Correlation Between Groupon and EBay
Can any of the company-specific risk be diversified away by investing in both Groupon and EBay at the same time? Although using a correlation coefficient on its own may not help to predict future stock returns, this module helps to understand the diversifiable risk of combining Groupon and EBay into the same portfolio, which is an essential part of the fundamental portfolio management process.
By analyzing existing cross correlation between Groupon and eBay Inc, you can compare the effects of market volatilities on Groupon and EBay and check how they will diversify away market risk if combined in the same portfolio for a given time horizon. You can also utilize pair trading strategies of matching a long position in Groupon with a short position of EBay. Check out your portfolio center. Please also check ongoing floating volatility patterns of Groupon and EBay.
Diversification Opportunities for Groupon and EBay
Weak diversification
The 3 months correlation between Groupon and EBay is 0.34. Overlapping area represents the amount of risk that can be diversified away by holding Groupon and eBay Inc in the same portfolio, assuming nothing else is changed. The correlation between historical prices or returns on eBay Inc and Groupon is a relative statistical measure of the degree to which these equity instruments tend to move together. The correlation coefficient measures the extent to which returns on Groupon are associated (or correlated) with EBay. Values of the correlation coefficient range from -1 to +1, where. The correlation of zero (0) is possible when the price movement of eBay Inc has no effect on the direction of Groupon i.e., Groupon and EBay go up and down completely randomly.
Pair Corralation between Groupon and EBay
Given the investment horizon of 90 days Groupon is expected to generate 1.97 times more return on investment than EBay. However, Groupon is 1.97 times more volatile than eBay Inc. It trades about 0.08 of its potential returns per unit of risk. eBay Inc is currently generating about 0.03 per unit of risk. If you would invest 955.00 in Groupon on December 1, 2024 and sell it today you would earn a total of 157.00 from holding Groupon or generate 16.44% return on investment over 90 days.

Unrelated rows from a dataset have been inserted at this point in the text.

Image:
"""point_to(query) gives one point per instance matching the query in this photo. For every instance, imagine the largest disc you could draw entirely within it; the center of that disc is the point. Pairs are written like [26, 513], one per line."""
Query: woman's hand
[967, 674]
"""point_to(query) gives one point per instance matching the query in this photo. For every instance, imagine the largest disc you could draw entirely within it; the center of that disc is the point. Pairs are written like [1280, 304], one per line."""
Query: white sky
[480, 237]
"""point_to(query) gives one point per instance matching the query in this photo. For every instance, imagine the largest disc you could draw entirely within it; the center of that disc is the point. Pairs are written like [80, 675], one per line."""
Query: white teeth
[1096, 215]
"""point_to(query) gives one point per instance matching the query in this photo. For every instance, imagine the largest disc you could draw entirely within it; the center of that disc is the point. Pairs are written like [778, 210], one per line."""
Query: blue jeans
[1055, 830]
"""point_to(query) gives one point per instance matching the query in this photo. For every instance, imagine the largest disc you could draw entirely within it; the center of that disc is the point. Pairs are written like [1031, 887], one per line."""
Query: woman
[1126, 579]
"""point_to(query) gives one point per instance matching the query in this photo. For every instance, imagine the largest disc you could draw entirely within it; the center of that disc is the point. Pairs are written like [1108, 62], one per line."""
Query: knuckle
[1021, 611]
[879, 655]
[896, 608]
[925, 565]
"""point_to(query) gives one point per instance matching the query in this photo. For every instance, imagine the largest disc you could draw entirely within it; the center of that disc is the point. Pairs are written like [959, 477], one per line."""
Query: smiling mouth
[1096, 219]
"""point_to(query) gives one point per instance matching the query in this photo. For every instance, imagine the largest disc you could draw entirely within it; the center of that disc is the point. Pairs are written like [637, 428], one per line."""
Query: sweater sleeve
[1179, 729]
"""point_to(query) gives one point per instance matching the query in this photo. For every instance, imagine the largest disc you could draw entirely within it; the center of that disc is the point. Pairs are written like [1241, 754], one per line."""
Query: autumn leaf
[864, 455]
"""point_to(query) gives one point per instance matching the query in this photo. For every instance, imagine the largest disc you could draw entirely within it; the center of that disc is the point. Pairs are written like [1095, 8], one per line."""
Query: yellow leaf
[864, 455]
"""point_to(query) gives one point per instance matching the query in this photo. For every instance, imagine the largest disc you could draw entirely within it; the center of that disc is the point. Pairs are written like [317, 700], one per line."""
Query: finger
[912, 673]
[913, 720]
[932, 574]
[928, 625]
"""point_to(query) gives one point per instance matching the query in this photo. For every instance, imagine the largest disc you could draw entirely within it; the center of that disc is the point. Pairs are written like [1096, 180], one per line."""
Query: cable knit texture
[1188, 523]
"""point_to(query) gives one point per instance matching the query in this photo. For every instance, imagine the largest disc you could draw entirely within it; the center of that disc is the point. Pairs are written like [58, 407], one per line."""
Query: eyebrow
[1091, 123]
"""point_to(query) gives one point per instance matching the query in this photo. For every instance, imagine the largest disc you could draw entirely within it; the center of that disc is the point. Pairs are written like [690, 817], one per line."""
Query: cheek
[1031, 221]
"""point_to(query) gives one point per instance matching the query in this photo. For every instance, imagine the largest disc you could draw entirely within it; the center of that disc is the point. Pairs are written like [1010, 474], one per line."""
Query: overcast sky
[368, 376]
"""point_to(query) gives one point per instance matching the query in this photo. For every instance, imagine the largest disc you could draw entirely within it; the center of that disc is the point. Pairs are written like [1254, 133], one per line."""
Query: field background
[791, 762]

Time Period | 3 Months [change] |
Direction | Moves Together |
Strength | Very Weak |
Accuracy | 100.0% |
Values | Daily Returns |
Groupon vs. eBay Inc
Performance |
Timeline |
Groupon |
eBay Inc |
Groupon and EBay Volatility Contrast
Predicted Return Density |
Returns |
Pair Trading with Groupon and EBay
The main advantage of trading using opposite Groupon and EBay positions is that it hedges away some unsystematic risk. Because of two separate transactions, even if Groupon position performs unexpectedly, EBay can make up some of the losses. Pair trading also minimizes risk from directional movements in the market. For example, if an entire industry or sector drops because of unexpected headlines, the short position in EBay will offset losses from the drop in EBay's long position.The idea behind Groupon and eBay Inc pairs trading is to make the combined position market-neutral, meaning the overall market's direction will not affect its win or loss (or potential downside or upside). This can be achieved by designing a pairs trade with two highly correlated stocks or equities that operate in a similar space or sector, making it possible to obtain profits through simple and relatively low-risk investment.Check out your portfolio center.Note that this page's information should be used as a complementary analysis to find the right mix of equity instruments to add to your existing portfolios or create a brand new portfolio. You can also try the Balance Of Power module to check stock momentum by analyzing Balance Of Power indicator and other technical ratios.